The Ondo state Branch of the Miyetti Allah Cattle Breeders’ Association of Nigeria (MACBAN) says it is time for herders to seek modern alternatives to the traditional nomadic pastoralism which is open grazing.
The association called on the government to consider the alternative of ranches and investing in it as a way of putting an end to frequent clashes between herders
Bello Garba, chairman of the association in the state, said this in Akure on Wednesday during a public hearing on a bill to regulate grazing of livestock and provide for the establishment of ranches, among other related issues.
Garba said the association would support any peaceful move to address the issue, adding that farmers and herders must carry out their respective activities without clashing.
According to him, the association has also appealed to the state government to register Fulani men in all the LGAs of the state.
On his part, Ibrahim Abdul-Rahman, assistant secretary of the association, explained that open grazing had become obsolete and needed to be banned.
Abdul-Rahman asked all stakeholders to embrace modern cattle rearing techniques, saying farmers and herders must allow peace to reign considering the importance of both parties to the nation’s growth.
While declaring the public hearing open, Bamidele Oloyelogun, speaker of the assembly, said it was aimed at enhancing peaceful coexistence in the state.
Oloyelogun added that if similar moves had been made in the past, it would have been a different story today.
“It is for peace to reign in our state. This record will go a long way, having effects even on the children yet unborn,” Oloyelogun said.
“Your memoranda and suggestions will be welcome. Please, feel free to air your views and bare your minds, but we must be objective and constructive.”
The speaker explained that grazing would be regulated with the provision of modern techniques in animal husbandry.
He enjoined participants to shun sentiments, saying “we are all one.”
In his remarks, Taofik Mohammed, chairman of the house committee on
agriculture, noted that one of the provisions of the bill is to achieve a peaceful atmosphere in the state.
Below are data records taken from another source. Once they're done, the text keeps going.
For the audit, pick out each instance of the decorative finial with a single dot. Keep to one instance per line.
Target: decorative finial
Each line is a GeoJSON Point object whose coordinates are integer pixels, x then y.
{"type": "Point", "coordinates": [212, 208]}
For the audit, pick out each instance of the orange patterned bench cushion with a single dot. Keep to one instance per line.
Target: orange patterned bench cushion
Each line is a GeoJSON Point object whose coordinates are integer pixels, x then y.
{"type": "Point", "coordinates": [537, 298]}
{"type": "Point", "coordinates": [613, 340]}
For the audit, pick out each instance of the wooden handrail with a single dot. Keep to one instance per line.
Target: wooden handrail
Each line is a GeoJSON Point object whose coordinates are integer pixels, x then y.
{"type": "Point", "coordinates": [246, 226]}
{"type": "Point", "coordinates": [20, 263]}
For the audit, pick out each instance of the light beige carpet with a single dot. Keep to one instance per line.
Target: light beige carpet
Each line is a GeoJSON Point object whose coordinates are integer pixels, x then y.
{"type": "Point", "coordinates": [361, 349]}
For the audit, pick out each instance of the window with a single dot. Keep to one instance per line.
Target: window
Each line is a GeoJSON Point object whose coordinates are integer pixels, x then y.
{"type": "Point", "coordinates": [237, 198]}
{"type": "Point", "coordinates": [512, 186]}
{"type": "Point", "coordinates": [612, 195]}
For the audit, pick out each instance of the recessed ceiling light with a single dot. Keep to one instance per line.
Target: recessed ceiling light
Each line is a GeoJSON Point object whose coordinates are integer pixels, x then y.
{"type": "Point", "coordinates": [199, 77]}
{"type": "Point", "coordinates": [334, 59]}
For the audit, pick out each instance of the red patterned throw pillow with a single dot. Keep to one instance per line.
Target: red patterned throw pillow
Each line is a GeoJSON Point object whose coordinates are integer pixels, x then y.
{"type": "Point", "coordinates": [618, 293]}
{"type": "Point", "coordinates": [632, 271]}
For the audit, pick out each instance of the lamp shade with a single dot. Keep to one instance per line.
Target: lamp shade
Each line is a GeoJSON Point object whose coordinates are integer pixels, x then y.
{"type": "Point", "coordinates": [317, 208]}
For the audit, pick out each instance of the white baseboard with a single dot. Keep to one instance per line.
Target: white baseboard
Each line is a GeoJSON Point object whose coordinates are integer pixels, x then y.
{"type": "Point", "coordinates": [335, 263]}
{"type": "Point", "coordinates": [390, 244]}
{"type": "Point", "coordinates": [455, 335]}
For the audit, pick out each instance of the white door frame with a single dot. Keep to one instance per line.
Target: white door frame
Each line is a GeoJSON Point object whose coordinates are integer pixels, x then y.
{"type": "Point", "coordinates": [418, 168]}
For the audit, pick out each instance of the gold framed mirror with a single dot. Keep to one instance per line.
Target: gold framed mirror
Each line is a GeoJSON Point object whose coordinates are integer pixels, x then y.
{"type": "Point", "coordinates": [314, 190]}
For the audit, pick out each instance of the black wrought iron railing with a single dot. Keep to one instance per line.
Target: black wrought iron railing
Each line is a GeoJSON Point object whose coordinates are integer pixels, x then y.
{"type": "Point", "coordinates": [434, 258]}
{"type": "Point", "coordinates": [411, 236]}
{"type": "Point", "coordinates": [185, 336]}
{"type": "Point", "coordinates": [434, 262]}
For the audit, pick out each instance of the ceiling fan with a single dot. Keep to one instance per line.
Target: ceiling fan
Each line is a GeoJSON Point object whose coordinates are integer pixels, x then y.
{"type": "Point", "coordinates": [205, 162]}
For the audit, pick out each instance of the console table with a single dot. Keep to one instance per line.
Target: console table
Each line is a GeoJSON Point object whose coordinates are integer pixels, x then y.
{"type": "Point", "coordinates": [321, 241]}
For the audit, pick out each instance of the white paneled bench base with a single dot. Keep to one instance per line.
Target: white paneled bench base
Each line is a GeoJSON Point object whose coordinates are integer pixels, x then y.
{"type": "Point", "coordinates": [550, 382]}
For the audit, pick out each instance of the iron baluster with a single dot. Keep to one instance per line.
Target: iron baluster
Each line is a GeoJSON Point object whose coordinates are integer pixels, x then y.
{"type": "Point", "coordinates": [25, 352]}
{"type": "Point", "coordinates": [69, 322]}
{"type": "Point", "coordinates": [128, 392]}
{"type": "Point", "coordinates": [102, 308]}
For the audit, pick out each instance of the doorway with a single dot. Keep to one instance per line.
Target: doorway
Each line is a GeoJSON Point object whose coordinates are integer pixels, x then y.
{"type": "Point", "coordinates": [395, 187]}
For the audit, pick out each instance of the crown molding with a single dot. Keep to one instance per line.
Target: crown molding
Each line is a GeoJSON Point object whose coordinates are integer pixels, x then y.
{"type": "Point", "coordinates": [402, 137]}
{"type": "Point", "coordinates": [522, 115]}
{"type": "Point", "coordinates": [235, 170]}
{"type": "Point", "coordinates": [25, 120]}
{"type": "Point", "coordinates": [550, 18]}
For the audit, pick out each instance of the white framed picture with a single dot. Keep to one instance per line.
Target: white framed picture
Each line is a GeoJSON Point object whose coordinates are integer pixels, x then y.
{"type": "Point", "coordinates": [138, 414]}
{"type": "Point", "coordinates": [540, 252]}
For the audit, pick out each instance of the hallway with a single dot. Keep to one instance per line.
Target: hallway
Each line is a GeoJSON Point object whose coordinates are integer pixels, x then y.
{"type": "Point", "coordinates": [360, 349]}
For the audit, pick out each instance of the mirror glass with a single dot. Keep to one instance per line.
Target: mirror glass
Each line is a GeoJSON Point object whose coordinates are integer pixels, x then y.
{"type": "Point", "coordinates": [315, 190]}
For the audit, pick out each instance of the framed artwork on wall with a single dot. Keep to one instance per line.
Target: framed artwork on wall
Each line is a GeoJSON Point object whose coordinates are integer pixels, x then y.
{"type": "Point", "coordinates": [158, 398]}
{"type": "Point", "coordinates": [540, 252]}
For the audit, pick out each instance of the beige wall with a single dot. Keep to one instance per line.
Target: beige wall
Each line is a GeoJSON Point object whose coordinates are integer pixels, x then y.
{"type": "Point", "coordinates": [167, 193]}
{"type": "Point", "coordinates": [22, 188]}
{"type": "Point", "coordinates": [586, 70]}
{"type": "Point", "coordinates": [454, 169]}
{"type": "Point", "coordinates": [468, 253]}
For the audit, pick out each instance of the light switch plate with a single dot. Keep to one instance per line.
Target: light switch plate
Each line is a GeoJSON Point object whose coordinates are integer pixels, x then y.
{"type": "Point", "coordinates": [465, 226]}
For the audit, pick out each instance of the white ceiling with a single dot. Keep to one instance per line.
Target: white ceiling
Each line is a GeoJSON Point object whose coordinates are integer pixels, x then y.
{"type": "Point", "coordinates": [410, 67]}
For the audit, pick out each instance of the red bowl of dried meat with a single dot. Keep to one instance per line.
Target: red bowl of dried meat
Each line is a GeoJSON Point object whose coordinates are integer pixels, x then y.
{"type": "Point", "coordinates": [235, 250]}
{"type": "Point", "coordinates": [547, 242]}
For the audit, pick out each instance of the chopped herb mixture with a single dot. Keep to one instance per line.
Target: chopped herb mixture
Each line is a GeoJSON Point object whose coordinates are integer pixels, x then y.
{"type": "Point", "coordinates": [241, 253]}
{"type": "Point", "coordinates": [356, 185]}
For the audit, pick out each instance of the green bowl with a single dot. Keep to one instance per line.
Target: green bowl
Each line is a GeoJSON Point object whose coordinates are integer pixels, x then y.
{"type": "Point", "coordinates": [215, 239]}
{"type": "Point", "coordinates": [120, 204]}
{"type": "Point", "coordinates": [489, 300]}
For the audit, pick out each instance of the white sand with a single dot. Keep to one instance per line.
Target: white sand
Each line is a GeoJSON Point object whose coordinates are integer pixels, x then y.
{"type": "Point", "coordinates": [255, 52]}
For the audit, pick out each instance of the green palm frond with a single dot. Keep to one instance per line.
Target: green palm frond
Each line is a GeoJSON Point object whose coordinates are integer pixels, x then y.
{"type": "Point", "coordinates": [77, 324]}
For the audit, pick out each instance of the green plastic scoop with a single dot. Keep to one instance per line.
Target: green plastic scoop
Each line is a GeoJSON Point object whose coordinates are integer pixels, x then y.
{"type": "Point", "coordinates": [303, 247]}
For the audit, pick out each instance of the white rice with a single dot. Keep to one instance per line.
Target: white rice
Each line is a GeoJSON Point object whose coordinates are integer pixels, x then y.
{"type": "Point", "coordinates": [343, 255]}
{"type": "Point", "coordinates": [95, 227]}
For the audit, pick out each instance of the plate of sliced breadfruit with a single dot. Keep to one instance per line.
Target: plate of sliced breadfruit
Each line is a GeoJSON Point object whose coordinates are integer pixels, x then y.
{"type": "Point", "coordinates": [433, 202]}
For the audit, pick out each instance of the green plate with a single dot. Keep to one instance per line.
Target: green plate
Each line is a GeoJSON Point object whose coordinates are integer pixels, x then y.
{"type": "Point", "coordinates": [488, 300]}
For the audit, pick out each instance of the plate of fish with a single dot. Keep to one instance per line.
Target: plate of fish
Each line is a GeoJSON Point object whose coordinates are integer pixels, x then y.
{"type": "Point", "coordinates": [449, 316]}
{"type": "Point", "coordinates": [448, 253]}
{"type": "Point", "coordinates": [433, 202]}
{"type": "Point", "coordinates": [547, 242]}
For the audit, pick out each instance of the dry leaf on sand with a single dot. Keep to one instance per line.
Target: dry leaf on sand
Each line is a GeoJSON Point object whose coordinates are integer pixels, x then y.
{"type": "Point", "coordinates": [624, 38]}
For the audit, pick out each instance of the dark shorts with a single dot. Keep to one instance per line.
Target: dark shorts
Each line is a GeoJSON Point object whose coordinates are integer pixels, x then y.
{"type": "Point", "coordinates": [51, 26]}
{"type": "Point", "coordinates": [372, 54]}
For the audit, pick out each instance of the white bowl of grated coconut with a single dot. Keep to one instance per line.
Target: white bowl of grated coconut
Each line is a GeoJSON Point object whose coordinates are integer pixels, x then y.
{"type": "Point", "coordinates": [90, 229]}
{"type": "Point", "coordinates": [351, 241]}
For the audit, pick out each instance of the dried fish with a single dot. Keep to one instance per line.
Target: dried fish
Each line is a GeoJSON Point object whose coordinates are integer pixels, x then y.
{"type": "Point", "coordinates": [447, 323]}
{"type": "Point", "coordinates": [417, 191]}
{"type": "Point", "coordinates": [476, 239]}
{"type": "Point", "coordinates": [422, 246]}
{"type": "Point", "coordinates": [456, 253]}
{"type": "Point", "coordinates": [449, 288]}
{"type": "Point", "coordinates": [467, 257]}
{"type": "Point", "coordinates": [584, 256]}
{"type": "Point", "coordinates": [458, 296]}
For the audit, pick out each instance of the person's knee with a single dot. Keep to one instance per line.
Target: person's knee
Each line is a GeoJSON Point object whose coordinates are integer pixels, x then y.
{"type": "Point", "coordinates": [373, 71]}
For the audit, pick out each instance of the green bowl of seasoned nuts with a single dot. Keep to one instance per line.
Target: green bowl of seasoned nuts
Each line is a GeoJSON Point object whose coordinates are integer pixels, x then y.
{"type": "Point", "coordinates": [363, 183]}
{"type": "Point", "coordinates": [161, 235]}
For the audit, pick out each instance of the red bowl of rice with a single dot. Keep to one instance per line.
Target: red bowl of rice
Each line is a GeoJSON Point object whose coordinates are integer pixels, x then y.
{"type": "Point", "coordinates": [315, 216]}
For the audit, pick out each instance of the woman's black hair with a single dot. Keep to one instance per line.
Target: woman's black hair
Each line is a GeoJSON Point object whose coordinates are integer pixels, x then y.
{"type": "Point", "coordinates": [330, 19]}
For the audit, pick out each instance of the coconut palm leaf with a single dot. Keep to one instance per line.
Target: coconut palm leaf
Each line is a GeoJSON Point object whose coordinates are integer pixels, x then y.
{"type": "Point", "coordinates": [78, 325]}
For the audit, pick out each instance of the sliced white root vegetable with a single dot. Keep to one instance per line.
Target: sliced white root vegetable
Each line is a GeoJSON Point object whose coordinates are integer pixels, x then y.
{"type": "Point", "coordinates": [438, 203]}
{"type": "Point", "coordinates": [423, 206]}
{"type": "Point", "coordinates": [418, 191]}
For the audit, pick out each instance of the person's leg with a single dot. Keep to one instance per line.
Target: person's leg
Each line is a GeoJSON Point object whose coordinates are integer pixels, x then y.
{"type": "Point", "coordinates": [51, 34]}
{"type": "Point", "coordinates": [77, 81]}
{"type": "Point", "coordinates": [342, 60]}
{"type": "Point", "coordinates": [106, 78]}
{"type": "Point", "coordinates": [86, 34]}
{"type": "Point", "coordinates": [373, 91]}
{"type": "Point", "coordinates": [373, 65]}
The lawmaker said it was regrettable that some criminally-minded people had been hiding under the farmers-herders crisis to wreak havoc on innocent citizens.
He explained that the effects of the lingering misunderstanding between farmers and herders have grave effects on the economy, growth and development of the state.
“It is obvious that GDP will adversely drop whenever food and animal production is hampered,” he said.